The Sixpenny experience remains very Sixpenny, even with someone else on the pans: It’s the same clean Scando-Sydney design, and the service is that same really charming affair where chefs and servers all have a go and everyone’s up for chat and you kinda want to say, hey, pull up a chair and get on this really great riesling, it’s a stunner, mate!
So what of Wong’s cooking? Well, good – really good. A baby shower followed by an engagement party the previous day may or may not have left Mrs Prick feeling a bit tired and emotional but a glass of Champagne and a whole series of pitch-perfect Asian-influenced early-Sunday arvo bar snacks set things right. If in his new place Wong only served snacks like fried kipflers with Japanese green pepper and crumbed (with scales!) mulloway and sweet grilled baby Asian octopus and skewered teriyaki-ish chicken wings with a heaping great ice-cream scoop of rendered and whipped chicken fat (!) for dipping (!!) and milk buns with kombu butter (!!!) we really would cab over after work for beers and nibbles a realistic once a fortnight.
But it wasn’t all izakaya-style snacks; the kitchen turned out some great proper plates of an afternoon. A cut of David Blackmore wagyu done on hibachis in the kitchen was pure and beefy and backed up by fresh wasabi leaves, which in and of themselves reveal themselves with every crunch with sweetness and heat and horseradishy pepper.

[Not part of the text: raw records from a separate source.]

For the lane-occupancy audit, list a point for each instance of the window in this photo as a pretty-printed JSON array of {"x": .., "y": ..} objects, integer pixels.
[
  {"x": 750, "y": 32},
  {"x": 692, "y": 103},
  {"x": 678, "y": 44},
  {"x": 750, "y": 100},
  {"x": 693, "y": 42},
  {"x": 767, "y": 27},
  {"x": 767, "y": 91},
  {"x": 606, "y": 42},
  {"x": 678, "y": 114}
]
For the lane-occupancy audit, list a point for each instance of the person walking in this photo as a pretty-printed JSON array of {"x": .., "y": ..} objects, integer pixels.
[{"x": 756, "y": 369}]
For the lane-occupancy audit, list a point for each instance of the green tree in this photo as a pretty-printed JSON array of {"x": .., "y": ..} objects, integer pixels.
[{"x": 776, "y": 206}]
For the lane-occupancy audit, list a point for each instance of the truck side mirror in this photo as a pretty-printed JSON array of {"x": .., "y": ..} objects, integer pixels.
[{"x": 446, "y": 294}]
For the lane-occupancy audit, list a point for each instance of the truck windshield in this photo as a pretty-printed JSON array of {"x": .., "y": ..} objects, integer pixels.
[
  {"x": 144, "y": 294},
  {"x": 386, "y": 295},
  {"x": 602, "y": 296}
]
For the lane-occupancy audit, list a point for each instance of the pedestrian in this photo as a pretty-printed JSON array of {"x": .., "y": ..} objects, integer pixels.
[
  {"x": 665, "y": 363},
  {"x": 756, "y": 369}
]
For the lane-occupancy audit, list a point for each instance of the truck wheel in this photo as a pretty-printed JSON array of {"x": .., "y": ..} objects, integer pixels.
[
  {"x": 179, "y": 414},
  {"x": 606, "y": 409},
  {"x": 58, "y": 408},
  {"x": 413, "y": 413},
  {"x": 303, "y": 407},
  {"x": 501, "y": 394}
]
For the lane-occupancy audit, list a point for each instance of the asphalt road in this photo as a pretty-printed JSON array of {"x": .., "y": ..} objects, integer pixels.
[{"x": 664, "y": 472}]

There’s an ultimate Japanese-influenced Bloody Mary just waiting to be made in all of this.
A vegetarian plate of pumpkin and glazed chestnuts with raw chestnuts on top makes the second actually good stand-alone non-meat plate of food we have in as many days A piece of hapuku comes simply steamed, gingery with mushrooms and bits of seaweed.
And then of course was the sea urchin. Apologies for working blue, but these may be the sexiest things to come out of the ocean, all salty and silky they were and are – in the words of a long-forgotten writer – like going down on a mermaid.
As expected, sommelier Dan Sharp teed up some great and unexpected pairings (including a sweetish, out-of-far-left-field Romanian rosé), the best bottle being a magnum of 2011 Salomon Undhof Kremstal DAC Reserve ‘Von Stein’ Grüner Veltliner shared around the room, at least one of which will destined for the cellars here if we can shake enough change out of the sofa.
Desserts were, well, hits and misses, to be honest. A sort of passionfruit cannoli encased in white chocolate was yummy on its own, though a very Asian dessert of some sort of shaved ice and set almond milk was just confusing and texturally all off, like eating a breast implant just out of the fridge. Fortunately, a morsel of a light sour cream cake with lemon curd and green tea powder saved the day, along with a couple of generous slugs of Calvados.
The moral of the story? Nic Wong’s a helluva good chef and we look forward to following him in his adventures. And Sixpenny’s a helluva good restaurant where anyone within shooting distance should become a regular, time and resources permitting.